SUNY Geneseo’s Career Design Center expands to help students
Photo courtesy of Faith Zatlukal
Students face struggles securing valuable internships; the Career Design Center is looking to change that
SUNY Geneseo has committed to living up to its name as a public honors college by responding to its students' high motivations to succeed, and making sure it has the proper resources for them to do so. According to the SUNY Geneseo News Center and Geneseo’s Career Design Center, “During the past two years, SUNY Geneseo disbursed more than $555,000 to 400+ students” to support internships and applied learning applications.
Over 70 percent of Geneseo students held an internship or undertook field experience at one point throughout their four years of study. As SUNY Geneseo published on their website, that is much higher than the number of students participating in internships in colleges and universities across the United States, which Geneseo noted is estimated to be 46 percent, as per the 2023 National Survey of Student Engagement.
What is currently fostering the high levels of student engagement at SUNY Geneseo is the recent success of its Career Launch Internship Collective (CLIC), created by the college’s Career Design Center. Geneseo has described the collective as “a high-impact on-campus internship program designed to reduce common obstacles” faced by students, such as lack of funds to get transport to and from their internship, and other expenses associated with serving in their role.
This stipend given by CLIC is designed for students who face financial hardships or other challenges surrounding working in an internship, as the Career Design Center details. The only requirements for the stipend are that the recipient must be a SUNY Geneseo student taking 12 or more credits, in good academic standing, and must have secured an on- or off-campus internship.
Not only does this initiative make internships more accessible to students facing financial need, it also aims to increase the diversity of students who are able to secure and complete internships, as Geneseo’s Career Design Center has explained. A 2025 article published on the popular job and internship searching site, LinkedIn, notes that “Key findings indicate that financial barriers” are discouraging students from pursuing “unpaid or low-paying internships. While internship opportunities have grown by 25% in some markets, the fundamental mismatch between student needs and traditional internship structures has created” a negative attitude towards internships. The same article published that only 31 percent of students from working-class backgrounds completed internships, while a higher percentage, 43 percent, of middle-class students took advantage of internship opportunities.
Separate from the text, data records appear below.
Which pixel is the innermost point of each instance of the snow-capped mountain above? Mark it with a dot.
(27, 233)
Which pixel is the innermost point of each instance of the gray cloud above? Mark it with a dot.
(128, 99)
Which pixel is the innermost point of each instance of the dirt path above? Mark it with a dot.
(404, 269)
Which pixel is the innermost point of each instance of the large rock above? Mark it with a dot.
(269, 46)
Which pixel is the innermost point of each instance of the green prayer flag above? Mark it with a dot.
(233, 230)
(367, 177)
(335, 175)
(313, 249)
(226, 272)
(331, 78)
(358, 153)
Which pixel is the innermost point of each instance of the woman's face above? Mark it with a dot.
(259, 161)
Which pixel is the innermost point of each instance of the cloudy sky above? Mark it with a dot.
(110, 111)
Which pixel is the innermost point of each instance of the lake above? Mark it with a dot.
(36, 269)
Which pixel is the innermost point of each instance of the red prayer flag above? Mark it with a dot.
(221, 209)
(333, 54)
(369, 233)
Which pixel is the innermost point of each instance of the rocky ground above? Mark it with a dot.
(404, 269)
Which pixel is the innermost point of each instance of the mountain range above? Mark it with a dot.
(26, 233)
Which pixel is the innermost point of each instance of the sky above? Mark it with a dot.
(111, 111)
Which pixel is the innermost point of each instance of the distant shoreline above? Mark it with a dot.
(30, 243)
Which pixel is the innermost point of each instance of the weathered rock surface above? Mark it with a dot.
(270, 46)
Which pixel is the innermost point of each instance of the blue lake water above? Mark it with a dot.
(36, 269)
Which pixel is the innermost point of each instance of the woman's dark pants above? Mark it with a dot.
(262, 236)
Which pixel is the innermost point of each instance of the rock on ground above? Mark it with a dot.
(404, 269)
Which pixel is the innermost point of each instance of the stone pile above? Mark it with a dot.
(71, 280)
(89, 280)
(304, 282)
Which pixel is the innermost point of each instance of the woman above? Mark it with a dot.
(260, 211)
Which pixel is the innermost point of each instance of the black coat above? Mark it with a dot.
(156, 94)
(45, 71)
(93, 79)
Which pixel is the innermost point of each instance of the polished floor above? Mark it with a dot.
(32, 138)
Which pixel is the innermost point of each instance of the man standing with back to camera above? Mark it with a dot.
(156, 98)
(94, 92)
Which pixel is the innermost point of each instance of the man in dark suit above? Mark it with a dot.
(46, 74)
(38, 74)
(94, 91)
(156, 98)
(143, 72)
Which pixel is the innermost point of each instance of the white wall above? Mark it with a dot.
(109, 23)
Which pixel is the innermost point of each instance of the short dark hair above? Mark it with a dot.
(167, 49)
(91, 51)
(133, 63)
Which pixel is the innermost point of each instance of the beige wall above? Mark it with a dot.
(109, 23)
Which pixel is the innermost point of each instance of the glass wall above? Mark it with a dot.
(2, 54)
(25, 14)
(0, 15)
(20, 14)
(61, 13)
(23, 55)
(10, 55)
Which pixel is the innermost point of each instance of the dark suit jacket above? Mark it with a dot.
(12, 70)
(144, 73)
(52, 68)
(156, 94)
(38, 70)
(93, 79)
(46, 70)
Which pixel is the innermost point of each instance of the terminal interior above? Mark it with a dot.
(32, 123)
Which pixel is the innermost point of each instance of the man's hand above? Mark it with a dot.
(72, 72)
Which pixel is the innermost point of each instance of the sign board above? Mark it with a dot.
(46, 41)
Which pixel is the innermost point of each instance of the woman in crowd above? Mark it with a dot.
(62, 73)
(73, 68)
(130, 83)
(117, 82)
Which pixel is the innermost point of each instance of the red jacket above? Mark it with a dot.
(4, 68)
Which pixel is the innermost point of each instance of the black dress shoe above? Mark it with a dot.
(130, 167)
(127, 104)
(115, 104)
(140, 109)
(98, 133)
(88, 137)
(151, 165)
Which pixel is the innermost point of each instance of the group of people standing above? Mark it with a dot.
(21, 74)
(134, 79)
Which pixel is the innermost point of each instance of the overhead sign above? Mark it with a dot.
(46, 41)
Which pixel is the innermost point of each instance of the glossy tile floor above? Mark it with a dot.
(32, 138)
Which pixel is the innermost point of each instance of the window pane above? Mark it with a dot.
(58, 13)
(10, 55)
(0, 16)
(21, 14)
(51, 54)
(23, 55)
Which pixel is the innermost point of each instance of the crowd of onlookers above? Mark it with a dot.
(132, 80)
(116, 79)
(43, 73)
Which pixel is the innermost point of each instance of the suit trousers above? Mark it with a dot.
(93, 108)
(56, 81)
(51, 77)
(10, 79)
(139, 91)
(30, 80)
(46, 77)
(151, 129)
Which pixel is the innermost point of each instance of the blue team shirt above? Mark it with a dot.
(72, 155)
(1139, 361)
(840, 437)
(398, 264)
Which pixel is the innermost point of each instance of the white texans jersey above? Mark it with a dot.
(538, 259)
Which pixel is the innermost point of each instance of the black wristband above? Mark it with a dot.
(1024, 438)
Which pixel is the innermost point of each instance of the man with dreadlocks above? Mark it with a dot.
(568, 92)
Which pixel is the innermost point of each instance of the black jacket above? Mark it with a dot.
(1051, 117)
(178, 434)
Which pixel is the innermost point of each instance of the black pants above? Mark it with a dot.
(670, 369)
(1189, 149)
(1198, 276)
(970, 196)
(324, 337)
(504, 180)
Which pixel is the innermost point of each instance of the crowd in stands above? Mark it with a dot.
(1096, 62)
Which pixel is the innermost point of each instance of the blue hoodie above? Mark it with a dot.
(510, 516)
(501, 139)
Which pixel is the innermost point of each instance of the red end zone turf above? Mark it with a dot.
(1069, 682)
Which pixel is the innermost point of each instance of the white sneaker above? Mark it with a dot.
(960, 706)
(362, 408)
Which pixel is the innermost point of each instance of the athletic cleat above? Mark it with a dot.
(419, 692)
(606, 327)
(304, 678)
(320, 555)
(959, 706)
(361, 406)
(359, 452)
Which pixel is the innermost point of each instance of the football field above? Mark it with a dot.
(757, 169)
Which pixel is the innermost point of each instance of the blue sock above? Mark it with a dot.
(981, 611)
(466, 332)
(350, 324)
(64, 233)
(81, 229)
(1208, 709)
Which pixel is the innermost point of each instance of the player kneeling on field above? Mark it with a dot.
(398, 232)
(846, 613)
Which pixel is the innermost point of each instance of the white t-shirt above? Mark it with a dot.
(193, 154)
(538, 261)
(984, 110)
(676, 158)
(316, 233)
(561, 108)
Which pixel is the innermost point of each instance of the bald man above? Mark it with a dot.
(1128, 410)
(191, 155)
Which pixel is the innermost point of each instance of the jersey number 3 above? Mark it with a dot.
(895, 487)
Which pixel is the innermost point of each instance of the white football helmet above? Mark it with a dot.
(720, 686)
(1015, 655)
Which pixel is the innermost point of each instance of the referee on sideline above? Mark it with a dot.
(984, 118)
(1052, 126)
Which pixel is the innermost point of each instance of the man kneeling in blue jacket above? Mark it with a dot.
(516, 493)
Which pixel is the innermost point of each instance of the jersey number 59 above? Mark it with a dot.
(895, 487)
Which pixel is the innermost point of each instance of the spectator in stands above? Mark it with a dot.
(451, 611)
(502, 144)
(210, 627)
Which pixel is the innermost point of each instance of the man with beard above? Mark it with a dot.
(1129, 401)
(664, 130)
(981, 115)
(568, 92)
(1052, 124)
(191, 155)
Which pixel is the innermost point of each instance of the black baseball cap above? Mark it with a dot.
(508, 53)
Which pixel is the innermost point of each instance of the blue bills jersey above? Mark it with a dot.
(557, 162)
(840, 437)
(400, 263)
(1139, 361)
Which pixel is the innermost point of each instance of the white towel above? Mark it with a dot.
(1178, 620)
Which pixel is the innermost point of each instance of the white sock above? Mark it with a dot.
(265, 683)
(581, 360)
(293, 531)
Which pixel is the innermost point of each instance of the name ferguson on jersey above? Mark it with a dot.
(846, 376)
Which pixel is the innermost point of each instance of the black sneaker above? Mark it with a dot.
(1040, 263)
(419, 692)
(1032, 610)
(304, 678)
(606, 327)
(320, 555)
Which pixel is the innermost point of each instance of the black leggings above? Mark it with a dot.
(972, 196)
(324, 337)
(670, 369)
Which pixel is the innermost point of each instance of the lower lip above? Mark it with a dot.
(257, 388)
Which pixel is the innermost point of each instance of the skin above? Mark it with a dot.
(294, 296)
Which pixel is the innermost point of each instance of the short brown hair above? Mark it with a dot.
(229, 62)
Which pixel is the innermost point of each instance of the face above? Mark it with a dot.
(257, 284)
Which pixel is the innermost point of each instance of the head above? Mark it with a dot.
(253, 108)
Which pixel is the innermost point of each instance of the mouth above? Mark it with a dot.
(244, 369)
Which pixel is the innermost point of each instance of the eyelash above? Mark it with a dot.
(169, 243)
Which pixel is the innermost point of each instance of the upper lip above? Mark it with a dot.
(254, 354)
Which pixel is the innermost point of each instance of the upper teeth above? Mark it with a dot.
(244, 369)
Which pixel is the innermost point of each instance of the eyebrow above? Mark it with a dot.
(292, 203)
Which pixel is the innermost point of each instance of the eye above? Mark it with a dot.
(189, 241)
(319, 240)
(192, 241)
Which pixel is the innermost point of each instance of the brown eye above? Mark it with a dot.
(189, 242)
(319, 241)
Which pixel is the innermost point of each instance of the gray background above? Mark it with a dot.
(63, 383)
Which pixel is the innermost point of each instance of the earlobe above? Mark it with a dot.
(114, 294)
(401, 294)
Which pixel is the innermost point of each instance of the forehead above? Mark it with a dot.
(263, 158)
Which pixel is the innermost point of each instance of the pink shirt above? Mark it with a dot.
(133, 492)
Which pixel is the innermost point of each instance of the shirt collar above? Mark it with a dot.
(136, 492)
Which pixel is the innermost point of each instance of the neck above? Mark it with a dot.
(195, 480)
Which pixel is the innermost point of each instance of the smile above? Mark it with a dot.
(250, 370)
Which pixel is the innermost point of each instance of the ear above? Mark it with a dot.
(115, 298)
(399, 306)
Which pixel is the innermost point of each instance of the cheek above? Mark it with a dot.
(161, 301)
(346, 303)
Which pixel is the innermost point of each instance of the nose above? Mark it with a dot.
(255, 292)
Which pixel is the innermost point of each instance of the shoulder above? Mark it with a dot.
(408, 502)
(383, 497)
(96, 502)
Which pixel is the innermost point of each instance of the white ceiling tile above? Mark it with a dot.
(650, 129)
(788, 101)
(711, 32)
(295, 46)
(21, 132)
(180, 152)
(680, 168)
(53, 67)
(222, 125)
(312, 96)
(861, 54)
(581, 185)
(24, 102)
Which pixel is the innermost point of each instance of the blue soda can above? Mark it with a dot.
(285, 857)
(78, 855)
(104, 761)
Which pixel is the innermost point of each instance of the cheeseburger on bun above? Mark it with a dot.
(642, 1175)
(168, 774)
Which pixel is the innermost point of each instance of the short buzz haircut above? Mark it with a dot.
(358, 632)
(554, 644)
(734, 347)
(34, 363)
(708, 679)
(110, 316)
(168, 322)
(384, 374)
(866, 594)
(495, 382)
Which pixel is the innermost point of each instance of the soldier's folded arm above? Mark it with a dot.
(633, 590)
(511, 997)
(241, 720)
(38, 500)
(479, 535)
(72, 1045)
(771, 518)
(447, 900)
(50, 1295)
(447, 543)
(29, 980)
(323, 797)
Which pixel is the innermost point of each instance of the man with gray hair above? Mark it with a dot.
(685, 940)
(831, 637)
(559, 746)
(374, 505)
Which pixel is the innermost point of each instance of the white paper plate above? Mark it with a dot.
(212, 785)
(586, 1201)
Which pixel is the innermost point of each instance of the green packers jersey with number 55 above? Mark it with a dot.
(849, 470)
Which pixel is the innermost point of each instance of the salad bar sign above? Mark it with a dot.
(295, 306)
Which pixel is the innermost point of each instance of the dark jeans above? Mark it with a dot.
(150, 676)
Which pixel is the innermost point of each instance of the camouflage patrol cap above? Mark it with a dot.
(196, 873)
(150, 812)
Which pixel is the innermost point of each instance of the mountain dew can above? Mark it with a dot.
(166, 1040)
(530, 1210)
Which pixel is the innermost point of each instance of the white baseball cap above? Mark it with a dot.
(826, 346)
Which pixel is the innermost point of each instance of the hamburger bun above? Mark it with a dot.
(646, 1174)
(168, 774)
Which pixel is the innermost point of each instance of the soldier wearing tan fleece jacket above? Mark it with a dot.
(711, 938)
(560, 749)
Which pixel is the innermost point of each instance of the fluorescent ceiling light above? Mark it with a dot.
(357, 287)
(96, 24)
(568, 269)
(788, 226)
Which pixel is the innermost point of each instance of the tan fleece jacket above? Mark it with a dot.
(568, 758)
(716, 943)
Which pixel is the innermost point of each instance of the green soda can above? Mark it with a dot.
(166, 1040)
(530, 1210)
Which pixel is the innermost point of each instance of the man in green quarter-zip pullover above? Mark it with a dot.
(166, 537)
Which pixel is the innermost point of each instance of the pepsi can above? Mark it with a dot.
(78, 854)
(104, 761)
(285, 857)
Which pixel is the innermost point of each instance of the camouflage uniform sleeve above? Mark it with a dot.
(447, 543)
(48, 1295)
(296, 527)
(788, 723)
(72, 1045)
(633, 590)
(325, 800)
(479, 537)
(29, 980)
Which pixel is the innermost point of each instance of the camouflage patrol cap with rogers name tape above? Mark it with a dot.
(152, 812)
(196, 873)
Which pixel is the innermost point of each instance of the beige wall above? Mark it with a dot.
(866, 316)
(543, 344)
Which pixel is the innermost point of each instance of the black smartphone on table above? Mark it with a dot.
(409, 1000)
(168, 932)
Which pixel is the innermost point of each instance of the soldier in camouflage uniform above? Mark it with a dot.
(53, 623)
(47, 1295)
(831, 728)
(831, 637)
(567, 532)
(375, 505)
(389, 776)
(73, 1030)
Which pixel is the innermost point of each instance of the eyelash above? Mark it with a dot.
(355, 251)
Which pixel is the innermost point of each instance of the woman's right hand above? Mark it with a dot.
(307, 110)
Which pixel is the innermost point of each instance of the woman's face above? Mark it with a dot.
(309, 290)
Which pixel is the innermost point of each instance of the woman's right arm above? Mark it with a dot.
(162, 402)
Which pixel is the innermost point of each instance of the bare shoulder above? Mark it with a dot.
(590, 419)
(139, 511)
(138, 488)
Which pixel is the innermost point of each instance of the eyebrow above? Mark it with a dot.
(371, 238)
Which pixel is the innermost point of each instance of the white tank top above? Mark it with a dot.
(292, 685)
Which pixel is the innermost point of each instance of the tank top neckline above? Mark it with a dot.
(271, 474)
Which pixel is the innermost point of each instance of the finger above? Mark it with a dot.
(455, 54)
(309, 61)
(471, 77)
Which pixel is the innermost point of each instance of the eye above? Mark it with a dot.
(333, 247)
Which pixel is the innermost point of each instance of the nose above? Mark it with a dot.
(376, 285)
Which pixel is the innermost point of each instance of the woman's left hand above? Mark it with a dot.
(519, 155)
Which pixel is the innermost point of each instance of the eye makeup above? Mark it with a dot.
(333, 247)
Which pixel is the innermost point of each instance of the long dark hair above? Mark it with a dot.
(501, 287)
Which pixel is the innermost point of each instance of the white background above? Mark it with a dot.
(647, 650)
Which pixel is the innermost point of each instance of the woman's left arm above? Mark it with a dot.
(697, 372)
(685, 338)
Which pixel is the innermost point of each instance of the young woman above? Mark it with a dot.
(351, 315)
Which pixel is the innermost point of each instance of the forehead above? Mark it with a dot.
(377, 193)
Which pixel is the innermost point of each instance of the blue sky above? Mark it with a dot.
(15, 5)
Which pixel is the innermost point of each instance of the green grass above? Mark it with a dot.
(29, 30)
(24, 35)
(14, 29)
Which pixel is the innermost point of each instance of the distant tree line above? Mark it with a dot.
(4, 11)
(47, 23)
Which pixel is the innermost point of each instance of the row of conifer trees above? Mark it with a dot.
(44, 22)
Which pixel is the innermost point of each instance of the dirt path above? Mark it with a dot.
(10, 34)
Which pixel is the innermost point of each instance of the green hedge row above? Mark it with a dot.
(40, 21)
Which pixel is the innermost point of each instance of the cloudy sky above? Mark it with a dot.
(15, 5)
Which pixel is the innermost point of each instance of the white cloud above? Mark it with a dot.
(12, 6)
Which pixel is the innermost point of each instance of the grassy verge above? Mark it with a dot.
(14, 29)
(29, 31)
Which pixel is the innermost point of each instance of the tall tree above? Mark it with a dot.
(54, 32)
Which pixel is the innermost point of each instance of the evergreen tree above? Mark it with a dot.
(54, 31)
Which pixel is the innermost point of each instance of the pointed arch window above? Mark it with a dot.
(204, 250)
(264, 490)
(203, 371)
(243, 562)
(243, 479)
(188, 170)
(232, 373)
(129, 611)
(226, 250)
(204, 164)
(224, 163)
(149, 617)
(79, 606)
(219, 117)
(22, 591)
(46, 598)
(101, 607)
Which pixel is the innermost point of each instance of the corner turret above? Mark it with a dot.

Furthermore, beyond students’ socioeconomic background, racial disparities can also be found when examining internship opportunities. The National Association of Colleges and Employers (NACE) used their NACE 2023 Student Survey to examine this factor. According to their findings, 35.9 percent of white students did not have an internship, while 37.3 percent of Black students did not have an internship. Higher disparities can be seen among other groups of students. The percentage of students who did not serve in an internship position rises to just over 45 percent among Asian students, and 44.6 percent among Hispanic students.
Specifically at Geneseo, during the 2024-2025 academic year, “students completed nearly 300 credit-bearing internships,” as documented on the official SUNY Geneseo website. Efforts such as the Career Launch Internship Collective are created to further the reach of such opportunities for students attending our public honors college.
While Geneseo’s Career Design Center is helping students afford internships, they are also serving students in another important way: helping them find internships. The Career Design Center’s homepage on the SUNY Geneseo website describes the center’s resources, including “personalized guidance to align [students’] strengths and interests with potential career options” and helping them to find internships—and even jobs. Overall, the center, by helping students find and fund internships, has been crucial, especially in recent years with their new CLIC program, in helping students achieve personal and professional goals.